One ideal I have never abandoned and never considered abandoning is that if you disagree with a final conclusion, you ought to be able to exhibit a particular premise or reasoning step that you disagree with. Michael Vassar views this as a fundamental divide that separates sanitykind from Muggles; with Tyler Cowen, for example, rejecting cryonics but not feeling obligated to reject any particular premise of Hanson's. Perhaps we should call ourselves the Modusponenstsukai.
It's usually much harder to find a specific flaw in an argument than it is to see that there is probably something wrong with the conclusion. For example, I probably won't be able to spot the specific flaw in most proposed designs for a perpetual motion machine, but I can still conclude that it won't work as advertised!
I read "ought to be able to" not as "you're not allowed to reject the conclusion without rejecting a premise" so much as "you ought to be able to, so when you find you're not able to, it should bother you; you have learned that there's a key failing in your understanding of that area."
I agree and while reading Eliezer's comment I mentally added in something like "or if you cant then you explicitly model your confusion as being a limitation in your current understanding and so lower your confidence in the related suspect reasoning appropriately - ideally until your confusion can be resolved and your curiosity satisfied" as a footnote.
As an example take the idea of quantum suicide. I wouldn’t commit quantum suicide even given a high confidence in the many-worlds interpretation of quantum mechanics being true. Logical implications just don’t seem enough in some cases.
Red herring. The 'logical implications' of quantum suicide are that it's a terrible idea because you'll mostly die. Using quantum suicide as a reason to ignore logical implications is blatantly fallacious.
Many of these issues arise from some combination of allowing unbounded utilities, and assuming utility is linear. Where problems seem to arise, this is the place to fix them. It is much easier to incorporate fixes into our utility function (which is already extremely complicated, and poorly understood) than it is to incorporate them into the rules of reasoning or the rules of evidence, which are comparatively simple, and built upon math rather than on psychology.

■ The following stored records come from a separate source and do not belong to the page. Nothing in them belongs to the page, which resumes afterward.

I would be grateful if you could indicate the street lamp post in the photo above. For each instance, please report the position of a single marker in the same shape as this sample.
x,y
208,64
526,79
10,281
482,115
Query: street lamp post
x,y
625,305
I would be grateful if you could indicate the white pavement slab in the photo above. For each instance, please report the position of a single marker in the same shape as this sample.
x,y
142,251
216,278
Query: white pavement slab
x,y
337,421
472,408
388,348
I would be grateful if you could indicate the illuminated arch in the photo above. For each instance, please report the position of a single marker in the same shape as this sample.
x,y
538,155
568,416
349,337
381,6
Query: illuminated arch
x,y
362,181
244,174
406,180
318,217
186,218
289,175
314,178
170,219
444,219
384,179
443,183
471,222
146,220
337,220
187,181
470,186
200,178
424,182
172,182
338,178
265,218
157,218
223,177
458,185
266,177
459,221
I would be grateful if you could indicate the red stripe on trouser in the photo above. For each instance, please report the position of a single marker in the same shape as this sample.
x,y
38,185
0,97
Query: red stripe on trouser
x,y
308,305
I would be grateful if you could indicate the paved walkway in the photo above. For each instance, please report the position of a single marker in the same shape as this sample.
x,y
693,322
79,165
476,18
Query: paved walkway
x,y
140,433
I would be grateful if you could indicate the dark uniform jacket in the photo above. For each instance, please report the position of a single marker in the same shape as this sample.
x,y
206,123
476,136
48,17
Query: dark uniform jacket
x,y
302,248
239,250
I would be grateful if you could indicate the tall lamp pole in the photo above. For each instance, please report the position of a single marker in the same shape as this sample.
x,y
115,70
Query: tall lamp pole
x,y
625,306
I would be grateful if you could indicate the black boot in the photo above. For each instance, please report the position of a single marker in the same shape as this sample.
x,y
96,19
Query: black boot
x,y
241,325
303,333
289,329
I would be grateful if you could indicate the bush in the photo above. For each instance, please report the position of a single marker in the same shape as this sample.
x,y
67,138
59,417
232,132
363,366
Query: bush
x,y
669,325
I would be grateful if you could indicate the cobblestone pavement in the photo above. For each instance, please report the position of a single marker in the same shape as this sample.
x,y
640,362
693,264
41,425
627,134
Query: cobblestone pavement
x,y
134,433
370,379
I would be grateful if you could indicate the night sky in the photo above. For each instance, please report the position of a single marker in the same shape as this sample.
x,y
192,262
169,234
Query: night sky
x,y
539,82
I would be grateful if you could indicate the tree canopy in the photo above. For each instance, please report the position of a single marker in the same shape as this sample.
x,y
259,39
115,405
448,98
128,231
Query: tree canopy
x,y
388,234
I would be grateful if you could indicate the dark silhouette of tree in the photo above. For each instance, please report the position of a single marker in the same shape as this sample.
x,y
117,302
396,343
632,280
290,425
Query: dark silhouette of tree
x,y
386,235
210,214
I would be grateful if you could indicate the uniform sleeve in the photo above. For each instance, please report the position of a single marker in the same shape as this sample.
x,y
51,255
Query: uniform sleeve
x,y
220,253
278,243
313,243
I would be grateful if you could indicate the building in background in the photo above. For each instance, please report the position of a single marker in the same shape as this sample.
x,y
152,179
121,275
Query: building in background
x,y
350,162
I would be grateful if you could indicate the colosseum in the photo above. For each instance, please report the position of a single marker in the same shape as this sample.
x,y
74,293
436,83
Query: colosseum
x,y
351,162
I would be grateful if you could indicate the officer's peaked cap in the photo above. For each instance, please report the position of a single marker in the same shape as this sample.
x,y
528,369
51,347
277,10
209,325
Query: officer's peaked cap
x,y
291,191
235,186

Bounded utility solves Pascal's Mugging and Torture vs Dust Specs straightforwardly. You choose some numbers to represent "max goodness" and "max badness"; really good and bad things approach these bounds asymptotically; and when you meet Pascal's mugger, you take "max badness", multiply it by an extremely tiny value, and get a very tiny value.
Quantum suicide is also a utility function issue, but not the same one. If your utility function only cares about average utility over the worlds in which you're still alive, then you should commit quantum suicide. But revealed preferences indicate that people care about all worlds, and philosophy seems to indicate that they should care about all worlds, so quantum suicide is wrong.
Sure, agreed.
But the question arises, compared to what?
If I develop an algorithm A1 for solving certain problems that is more reliable than my own intuition, the fact that A1 is not perfectly reliable is a great reason to try and develop a superior algorithm A2. It's a poor reason to discard A1 and rely on my own intuition instead.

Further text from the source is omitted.